Il travaillait, ainsi que les trois victimes, dans la zone industrielle de Barkan, située à proximité des colonies israéliennes de Barkan et d’Ariel, dans le nord de la Cisjordanie. Selon Jonathan Conricus, un porte-parole de l’armée israélienne, le Palestinien a ouvert le feu, tuant une femme et un homme et blessant une troisième employée.
L’attaque a eu lieu dans un dépôt du groupe Alon spécialisé dans le recyclage, a déclaré Eran Bodankin, un des administrateurs du site, à la chaîne Channel 10. L’assaillant a pénétré dans les bureaux pour résoudre un problème électrique et ouvert le feu sur une secrétaire et un directeur se trouvant là. Les victimes sont Kim Levengrond Yehezkel, 28 ans, secrétaire dans l’usine, et Ziv Hagbi, 35 ans, ont précisé les médias. L’assaillant a été décrit par l’armée comme un « loup solitaire ». Tout en qualifiant l’attaque de « terroriste », elle a indiqué que son auteur avait également eu d’autres motivations, sans autres précisions.
La coexistence « attaquée »
La zone industrielle à proximité de Barkan a souvent été dépeinte par les Israéliens comme un symbole de la coexistence, Israéliens et Palestiniens y travaillant côte à côte. Il est souvent difficile pour les Palestiniens de trouver un emploi en Cisjordanie, une situation les poussant parfois à devoir travailler dans des colonies israéliennes, des implantations civiles dans les territoires palestiniens occupés, illégales aux yeux du droit international.
Yossi Dagan, qui dirige le conseil régional du groupement de colonies où a eu lieu la fusillade, s’est ému de « voir les employés juifs et palestiniens se tenir debout, dehors, ensemble, et pleurer » après l’attaque. Il a accusé les dirigeants palestiniens d’avoir « encouragé » cette « terrible attaque terroriste ».

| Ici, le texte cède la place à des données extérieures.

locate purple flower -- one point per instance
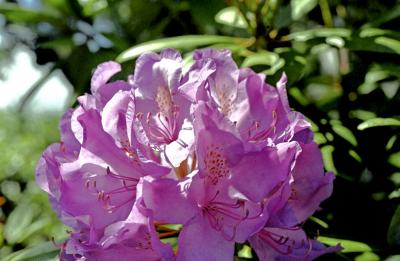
(216, 150)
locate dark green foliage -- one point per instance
(342, 60)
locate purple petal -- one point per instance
(258, 173)
(166, 199)
(102, 74)
(198, 241)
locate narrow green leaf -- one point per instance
(16, 13)
(231, 16)
(349, 246)
(394, 159)
(260, 58)
(18, 221)
(367, 256)
(393, 235)
(43, 252)
(186, 42)
(378, 122)
(345, 133)
(302, 7)
(327, 157)
(245, 252)
(389, 42)
(303, 36)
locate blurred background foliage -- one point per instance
(341, 57)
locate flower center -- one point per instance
(164, 101)
(106, 197)
(215, 163)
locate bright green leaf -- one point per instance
(245, 252)
(389, 42)
(301, 7)
(378, 122)
(18, 221)
(367, 256)
(348, 245)
(16, 13)
(231, 16)
(327, 157)
(43, 252)
(186, 42)
(319, 33)
(345, 133)
(394, 159)
(260, 58)
(393, 235)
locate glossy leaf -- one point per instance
(378, 122)
(16, 13)
(186, 42)
(231, 16)
(302, 7)
(43, 252)
(394, 229)
(349, 246)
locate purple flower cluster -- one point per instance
(215, 149)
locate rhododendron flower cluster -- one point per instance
(215, 150)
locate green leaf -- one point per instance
(264, 58)
(394, 159)
(367, 256)
(231, 16)
(15, 13)
(245, 252)
(301, 7)
(43, 252)
(327, 157)
(344, 132)
(303, 36)
(19, 221)
(180, 42)
(378, 122)
(393, 235)
(389, 42)
(348, 245)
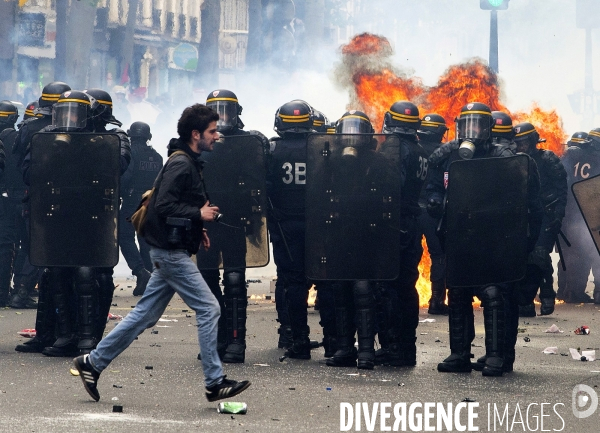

Lors de la réunion hebdomadaire du gouvernement, le Premier ministre Benjamin Netanyahu a évoqué une « très grave attaque terroriste » et s’est dit confiant que l’assaillant serait capturé et livré à la justice. « Ce n’était pas seulement une attaque contre des innocents vaquant à leurs activités quotidiennes, c’était aussi une attaque contre la possibilité qu’Israéliens et Palestiniens coexistent pacifiquement », a déclaré dans un communiqué le président Reuven Rivlin, appelant les dirigeants palestiniens à condamner l’attaque.
L’Autorité palestinienne n’avait pas encore réagi, hier en soirée, à l’attaque. Dans la bande de Gaza qu’il contrôle, le mouvement islamiste palestinien Hamas s’est, pour sa part, félicité dans un communiqué de l’attaque, qualifiée de « réponse naturelle aux crimes de l’occupation israélienne ». Le Jihad islamique, deuxième force islamiste dans les territoires palestiniens derrière le Hamas, a également salué l’attaque dans des termes similaires. Ces deux groupes sont considérés comme des organisations « terroristes » par Israël.